America ploughed money and arms into Pakistan thrice because of geopolitical developments beyond this country’s ability to contrive — the ‘commie under every bush’ phenomenon; the Brezhnev folly in Afghanistan and the post-9/11 Bush ‘crusade’ in Pakistan’s western neighbour. Suddenly, F-16 became a household word here. In chronological order, neither the pre-Ayub leaders, nor Zia or Musharraf were seen on bended knees.
In the all-weather friendship case, the two sides bore through the Karakorum mountains to reach out to each other, though it would take China eight years to get its bearings right. In 1955, on the sideline of the first nonaligned conference in Bandung, Prime Minister Mohamed Ali Bogra sought a meeting with Zhou En-lai, his Chinese counterpart, and gave him the reasons why Pakistan had become America’s ‘most allied ally’.
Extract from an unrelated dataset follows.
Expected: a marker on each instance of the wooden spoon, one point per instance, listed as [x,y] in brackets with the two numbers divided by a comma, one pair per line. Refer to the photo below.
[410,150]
China those days was keen to sort out borders with its neighbours to remove what it called ‘unequal treaties’ imposed by colonial powers. Beijing’s first priority was India. However, obsessed by a non-existent great-power status, India attacked across the McMahon line in 1962 and lost. Things became easy for Islamabad.
Unless a panicky government bungles, extensive diplomatic spadework and hard bargaining precede the public disclosure of aid accords. For instance, a secret paper addressed to the State Department by the US embassy in Islamabad, dated Feb 1, 1971, examines Pakistan’s internal situation and charts out an aid strategy which says among other things: “we will face three major aid choices: (1) how much we give; (2) where we give it; and (3) what type of programs and projects we support”. It devotes one entire paragraph to “military supply policy” (The American Papers, compiled by Roedad Khan).
Often tempers flare up. A US diplomat talked to a Pakistan ambassador “in a stern voice, with a furrowed forehead”, while another US diplomat threw a file on the table in front of president Ghulam Ishaq Khan and walked away, closing the door with a bang (Abida Hussain, Power Failure).
However, there are donees who bully donors. As Thomas L. Friedman wrote in 2004: “Mr Sharon has [...] Yasser Arafat under house arrest […] in Ramallah, and he has had George Bush under house arrest in the Oval Office. Mr Sharon has Mr Arafat surrounded by tanks, and Mr Bush surrounded by Jewish and Christian pro-Israel lobbyists.”
Sometimes it is the donee who dictates the terms.
The writer is Dawn’s readers’ editor.